Questionado no final da reunião informal no Porto, o primeiro-ministro admitiu a existência de "obstáculos", mas apontou o trabalho "discreto" que estava a ser feito pela presidência portuguesa. A verdade é que poucos minutos antes o presidente francês, Emmanuel Macron, numa outra sala do Palácio de Cristal, empurrou para a presidência francesa da UE, em 2022, o momento para desbloquear a diretiva europeia. E o mesmo com a proteção dos trabalhadores das plataformas digitais (Uber ou Glovo, por exemplo).

Vieira da Silva compreende esta ambição do chefe de Estado gaulês. "Não me espanta que Macron tenha a ambição de fechar esse dossier em 2022", sublinha, lembrando que há eleições para o Eliseu nesse mesmo ano e porque é um tema que acabou por gerar consensos. "Hoje o salário mínimo é visto como um fator positivo e não o contrário. O que permanece como fator de divisão é a forma como lá chegar", assinala. "Estamos a discutir como se deve criar um sistema para elevar os salários, quando há uns anos muita gente defendia que o salário mínimo destruía emprego" e dá o exemplo de Portugal.

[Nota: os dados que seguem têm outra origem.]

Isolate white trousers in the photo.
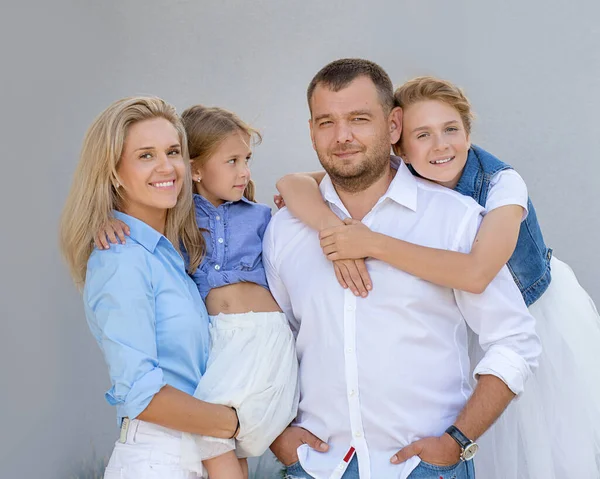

"Não será fácil", responde quando questionado se ainda se pode esperar um acordo até ao final de junho, quando termina a presidência portuguesa, lembrando que o Pilar Social "tem uma referência explícita ao salário mínimo europeu" e que todos os países devem ter um, reconhecendo que é "difícil obter consenso porque os modelos de fixação de salários são diversos."